A phisis relacionar-se-ia ao crescimento espontâneo e natural das coisas, que

tenderia à criação de uma ordem, algo como as “leis da natureza”. O nomos, por seu

lado, também geraria um ordenamento no mundo, mas através de uma convenção, uma

instituição criada pelos próprios homens e não mais por uma força supra-humana, seja

natural ou sobrenatural. (CASTORIADIS, 1999, p. 211).

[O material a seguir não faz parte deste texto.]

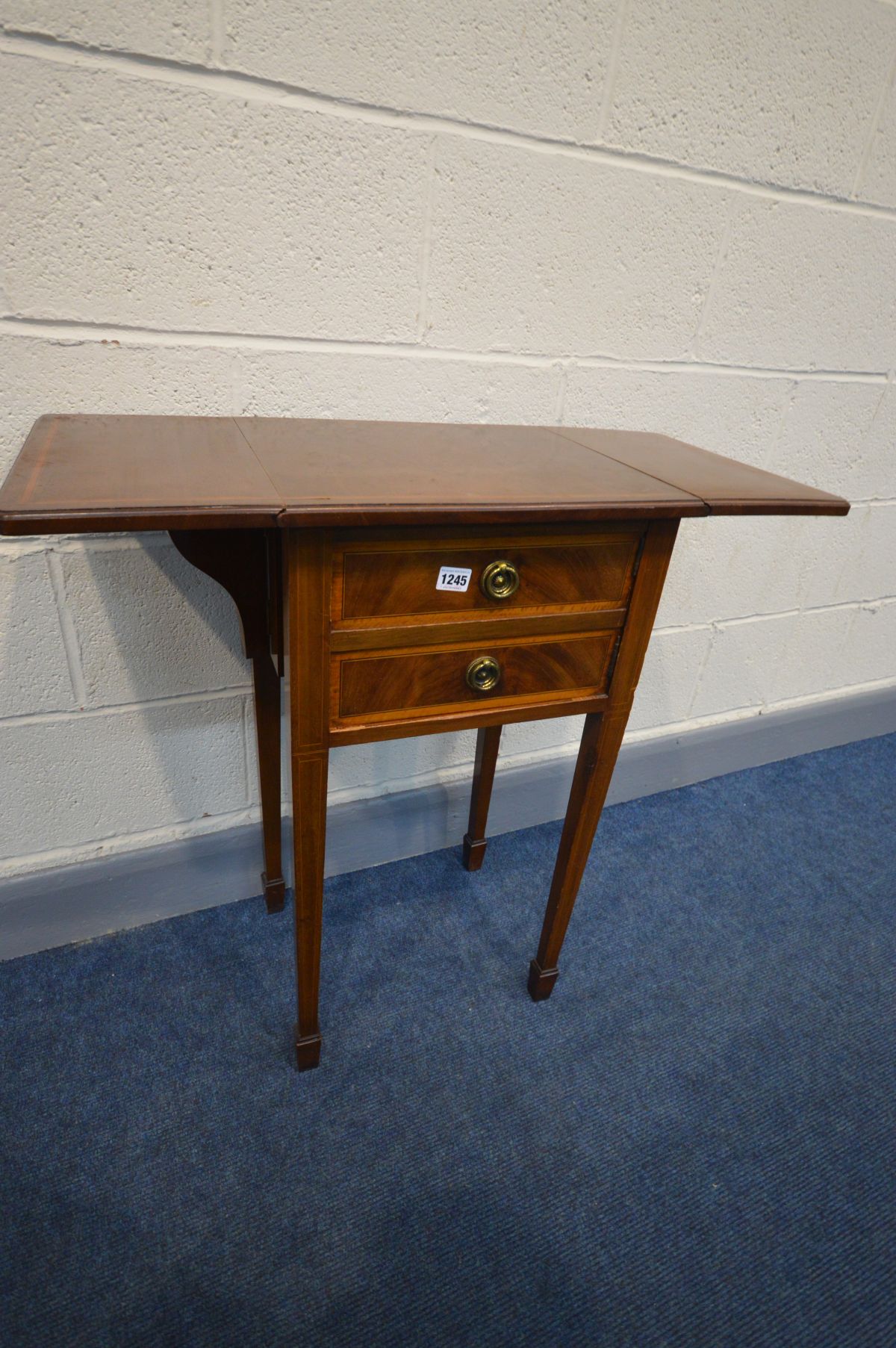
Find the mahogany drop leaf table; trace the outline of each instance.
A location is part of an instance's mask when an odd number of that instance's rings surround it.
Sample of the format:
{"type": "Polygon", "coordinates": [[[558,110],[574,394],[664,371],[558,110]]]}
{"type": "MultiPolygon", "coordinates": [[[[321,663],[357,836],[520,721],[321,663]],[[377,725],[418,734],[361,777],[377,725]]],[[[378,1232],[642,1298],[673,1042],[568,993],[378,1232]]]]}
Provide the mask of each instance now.
{"type": "MultiPolygon", "coordinates": [[[[476,728],[463,863],[485,853],[501,727],[585,713],[528,991],[550,996],[678,522],[845,515],[837,496],[664,435],[230,417],[42,417],[4,534],[167,530],[237,607],[252,662],[264,896],[288,687],[299,1068],[321,1055],[330,745],[476,728]]],[[[695,617],[699,615],[694,615],[695,617]]]]}

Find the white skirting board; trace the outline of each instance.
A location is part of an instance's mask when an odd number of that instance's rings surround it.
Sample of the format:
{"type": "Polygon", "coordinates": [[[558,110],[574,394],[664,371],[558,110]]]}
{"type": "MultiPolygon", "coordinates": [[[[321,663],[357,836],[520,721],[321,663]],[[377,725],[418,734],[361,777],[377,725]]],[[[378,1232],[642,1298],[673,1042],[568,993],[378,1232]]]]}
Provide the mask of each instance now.
{"type": "MultiPolygon", "coordinates": [[[[892,732],[889,686],[659,735],[622,745],[609,803],[892,732]]],[[[573,766],[565,755],[501,771],[499,759],[489,836],[561,818],[573,766]]],[[[469,780],[453,780],[331,806],[327,875],[445,847],[457,848],[459,867],[469,790],[469,780]]],[[[0,958],[260,894],[260,871],[261,828],[244,825],[0,882],[0,958]]]]}

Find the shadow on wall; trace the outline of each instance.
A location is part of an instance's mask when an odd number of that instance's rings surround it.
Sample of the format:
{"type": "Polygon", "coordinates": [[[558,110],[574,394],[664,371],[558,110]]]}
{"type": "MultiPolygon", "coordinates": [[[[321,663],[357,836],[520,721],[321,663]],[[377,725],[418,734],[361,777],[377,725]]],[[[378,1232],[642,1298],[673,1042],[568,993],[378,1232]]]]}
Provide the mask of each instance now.
{"type": "MultiPolygon", "coordinates": [[[[140,723],[132,733],[141,741],[146,775],[124,785],[132,813],[140,816],[147,786],[166,824],[256,805],[251,665],[230,596],[162,534],[65,554],[65,569],[88,705],[133,704],[132,717],[140,723]]],[[[283,731],[288,801],[286,724],[283,731]]],[[[330,791],[337,798],[342,791],[376,795],[383,783],[402,789],[446,764],[469,763],[472,772],[474,744],[468,731],[340,748],[331,755],[330,791]]],[[[119,805],[127,817],[128,801],[119,805]]],[[[102,794],[96,809],[104,810],[102,794]]],[[[137,818],[120,832],[151,826],[137,818]]]]}

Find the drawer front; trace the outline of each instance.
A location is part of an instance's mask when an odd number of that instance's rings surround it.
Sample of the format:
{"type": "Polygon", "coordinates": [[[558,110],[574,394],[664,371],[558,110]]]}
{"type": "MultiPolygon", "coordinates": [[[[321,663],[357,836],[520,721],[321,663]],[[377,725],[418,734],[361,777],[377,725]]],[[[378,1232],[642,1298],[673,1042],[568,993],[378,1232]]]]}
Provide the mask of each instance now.
{"type": "Polygon", "coordinates": [[[389,717],[408,710],[453,712],[477,706],[525,704],[606,692],[617,631],[590,632],[562,640],[520,639],[446,650],[410,650],[376,656],[342,656],[333,662],[333,714],[389,717]],[[478,670],[493,686],[477,687],[478,670]]]}
{"type": "Polygon", "coordinates": [[[333,585],[335,623],[458,615],[620,608],[628,601],[641,531],[589,534],[562,541],[457,539],[423,546],[371,545],[337,554],[333,585]],[[493,563],[507,562],[497,576],[493,563]],[[489,568],[492,572],[489,573],[489,568]],[[437,588],[439,576],[449,588],[437,588]],[[469,573],[469,574],[465,574],[469,573]],[[492,576],[493,592],[488,592],[492,576]],[[511,586],[511,593],[501,594],[511,586]],[[463,589],[451,589],[459,577],[463,589]]]}

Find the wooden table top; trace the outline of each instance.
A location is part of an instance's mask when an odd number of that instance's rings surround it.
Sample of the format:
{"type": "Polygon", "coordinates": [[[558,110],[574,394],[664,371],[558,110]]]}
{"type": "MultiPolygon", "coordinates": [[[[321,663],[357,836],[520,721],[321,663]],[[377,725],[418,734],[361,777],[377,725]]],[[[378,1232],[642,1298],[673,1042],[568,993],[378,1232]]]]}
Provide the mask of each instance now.
{"type": "Polygon", "coordinates": [[[838,496],[640,431],[50,415],[0,532],[845,515],[838,496]]]}

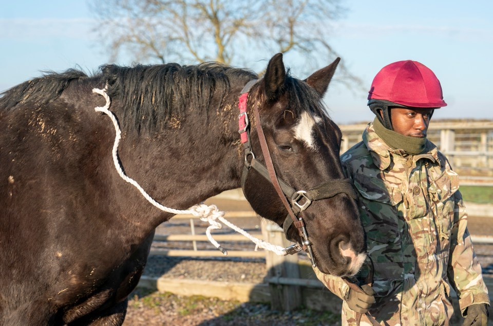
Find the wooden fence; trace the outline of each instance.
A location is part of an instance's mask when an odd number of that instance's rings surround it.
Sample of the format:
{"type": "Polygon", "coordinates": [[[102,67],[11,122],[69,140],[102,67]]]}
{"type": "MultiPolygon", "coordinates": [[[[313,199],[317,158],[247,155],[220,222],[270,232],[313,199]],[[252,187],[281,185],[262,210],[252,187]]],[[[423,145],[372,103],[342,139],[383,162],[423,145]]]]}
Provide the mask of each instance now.
{"type": "MultiPolygon", "coordinates": [[[[343,132],[341,153],[361,140],[366,124],[339,126],[343,132]]],[[[480,176],[482,182],[493,184],[493,121],[441,121],[430,124],[428,138],[447,156],[461,180],[480,176]]],[[[478,179],[467,182],[476,184],[478,179]]]]}
{"type": "MultiPolygon", "coordinates": [[[[341,152],[343,152],[361,139],[361,133],[366,124],[340,126],[343,132],[341,152]]],[[[428,130],[428,138],[440,150],[447,155],[454,170],[461,174],[461,185],[493,186],[493,121],[468,121],[465,122],[441,122],[434,121],[428,130]]],[[[227,195],[226,195],[227,196],[227,195]]],[[[241,195],[240,197],[241,197],[241,195]]],[[[245,200],[243,198],[236,198],[245,200]]],[[[467,204],[466,204],[467,207],[467,204]]],[[[493,210],[485,210],[485,215],[493,216],[493,210]]],[[[256,218],[252,211],[232,211],[226,213],[225,218],[234,220],[236,218],[256,218]]],[[[150,255],[184,257],[223,257],[216,249],[199,250],[197,242],[207,241],[203,234],[196,234],[196,218],[192,215],[178,215],[174,220],[185,219],[190,221],[191,234],[157,234],[156,241],[191,241],[193,250],[174,249],[153,249],[150,255]]],[[[233,221],[234,223],[234,221],[233,221]]],[[[263,221],[261,233],[256,231],[254,237],[273,244],[287,246],[291,244],[285,239],[284,233],[277,225],[263,221]]],[[[214,238],[220,243],[250,241],[239,234],[217,234],[214,238]]],[[[493,244],[493,237],[472,237],[473,242],[493,244]]],[[[254,247],[253,243],[252,247],[254,247]]],[[[227,248],[226,248],[227,249],[227,248]]],[[[228,256],[233,257],[265,258],[268,283],[273,308],[289,311],[301,305],[305,287],[322,288],[321,283],[316,279],[302,278],[300,276],[297,255],[278,256],[274,253],[259,250],[228,250],[228,256]]],[[[309,267],[309,268],[311,268],[309,267]]],[[[491,283],[491,279],[488,279],[491,283]]],[[[490,283],[488,283],[489,284],[490,283]]],[[[488,285],[488,286],[490,286],[488,285]]],[[[306,302],[306,301],[305,301],[306,302]]],[[[312,303],[313,304],[316,303],[312,303]]],[[[313,304],[311,304],[310,305],[313,304]]]]}
{"type": "MultiPolygon", "coordinates": [[[[220,197],[220,196],[219,197],[220,197]]],[[[226,213],[224,217],[234,223],[235,219],[256,219],[257,215],[252,211],[232,211],[226,213]]],[[[189,220],[191,223],[191,234],[158,234],[155,236],[155,241],[192,242],[193,243],[193,250],[153,249],[151,250],[150,255],[174,257],[224,257],[222,252],[215,249],[198,249],[198,246],[197,245],[197,242],[207,242],[208,243],[208,241],[204,234],[196,233],[195,223],[197,222],[196,218],[191,215],[176,215],[173,218],[173,220],[189,220]]],[[[257,231],[251,233],[251,234],[257,238],[264,240],[273,244],[283,247],[292,244],[292,243],[286,240],[282,229],[277,225],[266,220],[262,220],[261,223],[261,233],[257,231]]],[[[253,248],[254,246],[253,242],[251,242],[250,240],[241,234],[217,234],[214,235],[213,233],[213,236],[214,239],[220,244],[221,243],[221,242],[226,242],[226,243],[230,244],[232,243],[246,242],[250,243],[249,245],[251,248],[253,248]]],[[[473,242],[476,243],[493,244],[493,237],[472,237],[472,238],[473,242]]],[[[209,248],[212,248],[212,245],[211,244],[207,246],[209,248]]],[[[241,250],[228,250],[227,244],[224,245],[224,246],[227,250],[227,256],[230,257],[265,258],[267,270],[267,274],[265,278],[267,284],[265,284],[265,286],[267,288],[262,288],[261,291],[263,292],[268,292],[269,295],[264,296],[263,297],[269,298],[273,309],[290,311],[298,308],[304,304],[306,304],[307,296],[311,295],[312,298],[314,297],[313,296],[315,295],[313,291],[314,291],[314,289],[312,289],[310,292],[309,290],[310,288],[319,289],[324,288],[324,286],[321,282],[317,279],[303,277],[301,275],[302,274],[306,275],[313,274],[313,273],[307,273],[307,271],[311,270],[311,267],[308,263],[302,263],[300,265],[299,257],[297,255],[279,256],[273,252],[263,249],[255,250],[253,249],[245,249],[241,250]],[[305,270],[305,273],[302,273],[300,269],[304,268],[305,270]]],[[[302,263],[302,262],[301,262],[302,263]]],[[[488,280],[490,280],[489,279],[488,280]]],[[[162,280],[161,281],[166,282],[166,280],[162,280]]],[[[175,281],[171,282],[171,283],[175,283],[175,281]]],[[[167,283],[166,286],[169,288],[169,286],[172,287],[173,286],[177,286],[177,284],[173,285],[171,283],[167,283]],[[171,285],[170,285],[170,284],[171,285]]],[[[184,285],[182,284],[180,286],[184,285]]],[[[239,285],[236,286],[240,287],[239,285]]],[[[233,289],[230,289],[231,291],[233,291],[233,289]]],[[[179,291],[182,291],[183,289],[181,289],[179,291]]],[[[223,291],[224,289],[219,290],[219,292],[223,291]]],[[[252,291],[252,289],[248,291],[252,291]]],[[[319,293],[316,295],[319,295],[319,293]]],[[[243,295],[244,296],[245,295],[243,295]]],[[[255,295],[254,296],[255,296],[255,295]]],[[[308,300],[309,300],[309,299],[308,300]]]]}

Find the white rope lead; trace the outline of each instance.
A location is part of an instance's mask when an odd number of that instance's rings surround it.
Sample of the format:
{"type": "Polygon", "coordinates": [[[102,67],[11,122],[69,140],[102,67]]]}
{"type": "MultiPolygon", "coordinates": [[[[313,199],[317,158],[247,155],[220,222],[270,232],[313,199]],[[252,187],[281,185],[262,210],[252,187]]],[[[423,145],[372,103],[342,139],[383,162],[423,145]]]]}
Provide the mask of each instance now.
{"type": "Polygon", "coordinates": [[[253,237],[244,230],[236,226],[233,223],[228,221],[227,220],[224,218],[224,212],[221,211],[218,209],[216,205],[212,205],[208,206],[205,204],[201,204],[192,206],[188,209],[185,210],[174,209],[173,208],[166,207],[166,206],[163,206],[159,203],[158,203],[154,200],[152,197],[151,197],[147,192],[145,192],[145,190],[142,189],[140,185],[139,185],[135,180],[134,180],[131,178],[125,175],[125,173],[123,172],[123,170],[122,169],[121,167],[120,166],[120,162],[118,161],[118,144],[120,143],[120,140],[122,138],[122,131],[120,129],[120,126],[118,125],[118,121],[117,121],[116,117],[115,116],[115,115],[109,111],[109,106],[111,104],[111,101],[110,100],[109,96],[108,96],[108,94],[106,94],[106,87],[103,89],[100,89],[99,88],[93,88],[92,93],[97,93],[102,96],[106,100],[106,104],[104,106],[97,106],[94,110],[96,112],[102,112],[106,114],[109,117],[110,119],[111,119],[111,121],[113,122],[113,125],[115,126],[115,130],[116,132],[116,136],[115,137],[115,143],[113,145],[113,150],[112,151],[113,154],[113,162],[115,164],[115,167],[116,168],[117,171],[118,172],[118,174],[122,179],[137,188],[140,193],[142,194],[142,195],[144,196],[144,197],[147,200],[149,203],[161,210],[167,212],[168,213],[171,213],[175,215],[181,214],[191,214],[195,216],[200,218],[201,221],[208,222],[211,225],[210,225],[205,230],[205,234],[207,236],[207,238],[208,239],[209,241],[210,241],[211,243],[214,245],[215,247],[216,247],[216,248],[221,250],[221,251],[224,253],[225,256],[227,254],[227,252],[222,247],[221,247],[219,243],[218,243],[217,241],[214,240],[212,237],[212,235],[211,234],[211,231],[212,230],[220,229],[222,227],[222,225],[221,224],[221,223],[217,221],[217,220],[219,220],[221,222],[231,228],[236,232],[241,233],[253,241],[256,245],[256,247],[262,248],[266,250],[273,251],[279,256],[285,256],[287,254],[286,250],[282,247],[273,245],[268,242],[264,241],[263,240],[258,239],[255,237],[253,237]]]}

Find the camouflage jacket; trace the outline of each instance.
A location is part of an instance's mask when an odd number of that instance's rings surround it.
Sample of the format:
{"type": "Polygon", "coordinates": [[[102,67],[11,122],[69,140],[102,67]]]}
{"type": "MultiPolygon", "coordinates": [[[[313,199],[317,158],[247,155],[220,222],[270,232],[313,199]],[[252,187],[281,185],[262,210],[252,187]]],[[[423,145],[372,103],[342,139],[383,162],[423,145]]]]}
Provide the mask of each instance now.
{"type": "MultiPolygon", "coordinates": [[[[489,304],[458,176],[432,143],[427,141],[423,153],[409,155],[389,148],[370,123],[363,141],[343,154],[341,161],[358,194],[374,263],[377,302],[369,312],[377,321],[448,324],[453,311],[451,285],[463,313],[472,303],[489,304]]],[[[340,278],[315,272],[344,298],[348,286],[340,278]]],[[[362,280],[367,273],[363,268],[356,277],[362,280]]],[[[355,318],[345,302],[343,316],[343,324],[355,318]]]]}

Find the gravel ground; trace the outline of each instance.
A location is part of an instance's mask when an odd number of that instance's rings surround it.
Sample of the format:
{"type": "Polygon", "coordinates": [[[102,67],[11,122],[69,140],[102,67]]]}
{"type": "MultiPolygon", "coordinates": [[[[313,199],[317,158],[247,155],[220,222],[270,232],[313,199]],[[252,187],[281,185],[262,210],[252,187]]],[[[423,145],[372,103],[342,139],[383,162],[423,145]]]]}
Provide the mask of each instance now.
{"type": "MultiPolygon", "coordinates": [[[[225,210],[232,210],[229,203],[218,206],[225,210]]],[[[237,208],[247,210],[248,206],[237,208]]],[[[259,232],[259,222],[257,219],[235,219],[234,223],[250,232],[259,232]]],[[[203,234],[208,224],[198,222],[195,224],[197,234],[203,234]]],[[[477,236],[493,235],[493,219],[470,217],[470,233],[477,236]]],[[[160,226],[157,233],[189,233],[189,222],[186,220],[172,220],[160,226]]],[[[220,230],[215,233],[226,233],[227,230],[220,230]]],[[[245,243],[245,244],[248,243],[245,243]]],[[[226,249],[237,249],[239,247],[251,244],[237,245],[221,243],[226,249]]],[[[211,249],[212,245],[206,242],[198,242],[200,248],[211,249]]],[[[156,248],[191,249],[192,244],[184,243],[168,242],[156,244],[156,248]]],[[[483,266],[485,275],[493,277],[493,245],[477,244],[475,246],[477,255],[483,266]]],[[[306,258],[301,256],[300,259],[306,258]]],[[[263,259],[215,258],[197,258],[150,256],[144,275],[154,277],[164,276],[168,278],[186,278],[218,281],[263,282],[267,270],[263,259]]],[[[329,312],[317,312],[303,309],[284,313],[272,311],[267,304],[240,303],[225,301],[217,298],[201,297],[183,297],[170,293],[159,294],[138,289],[130,295],[125,326],[157,326],[162,325],[338,325],[339,314],[329,312]]],[[[456,322],[460,324],[459,320],[456,322]]],[[[453,324],[456,324],[453,323],[453,324]]],[[[493,321],[488,322],[493,325],[493,321]]]]}
{"type": "Polygon", "coordinates": [[[124,326],[295,326],[340,325],[340,315],[302,310],[272,311],[269,304],[225,301],[214,298],[135,292],[124,326]]]}

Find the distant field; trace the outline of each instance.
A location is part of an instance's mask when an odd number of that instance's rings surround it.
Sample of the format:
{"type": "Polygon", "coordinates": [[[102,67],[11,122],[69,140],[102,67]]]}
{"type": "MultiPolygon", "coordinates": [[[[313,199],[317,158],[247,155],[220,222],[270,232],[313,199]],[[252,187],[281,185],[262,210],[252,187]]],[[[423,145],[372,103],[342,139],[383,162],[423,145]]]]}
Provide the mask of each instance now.
{"type": "Polygon", "coordinates": [[[465,202],[493,204],[493,187],[461,186],[459,189],[465,202]]]}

Apesar do homem inevitavelmente dever se submeter ao ordenamento da

natureza, ele também possuiria a capacidade de criação de um mundo próprio, um

mundo humano e social onde as leis seriam edificadas pelo conjunto de todos os

cidadãos daquela comunidade (da polis). Seria a consideração explícita do homem

frente a si mesmo como capaz de realizar, potencialmente, uma auto-nomia: criação das

próprias leis, limites e ordenamento do mundo, de modo a permitir uma vida coletiva

em comum.

Como define Castoriadis: “ ser autônomo, para um indivíduo ou uma

coletividade, não significa fazer ‘o que se deseja’, ou o que nos apraz no momento, mas

dar-se suas próprias leis.” (CASTORIADIS, 1999, p. 212).

Chamo, neste momento, a atenção para o uso da palavra “lei” feita por

Castoriadis, que não se restringe ao significado que talvez possamos dar-lhe comumente

em nossa linguagem usual. A “lei”, segundo o conceito de Castoriadis, não se limita aos

decretos político-governamentais ou mandamentos do Estado surgidos segundo as

discussões de uma classe burocrática profissional. No sentido utilizado aqui, “lei”

envolve o que o filósofo/psicanalista denomina instituição imaginária.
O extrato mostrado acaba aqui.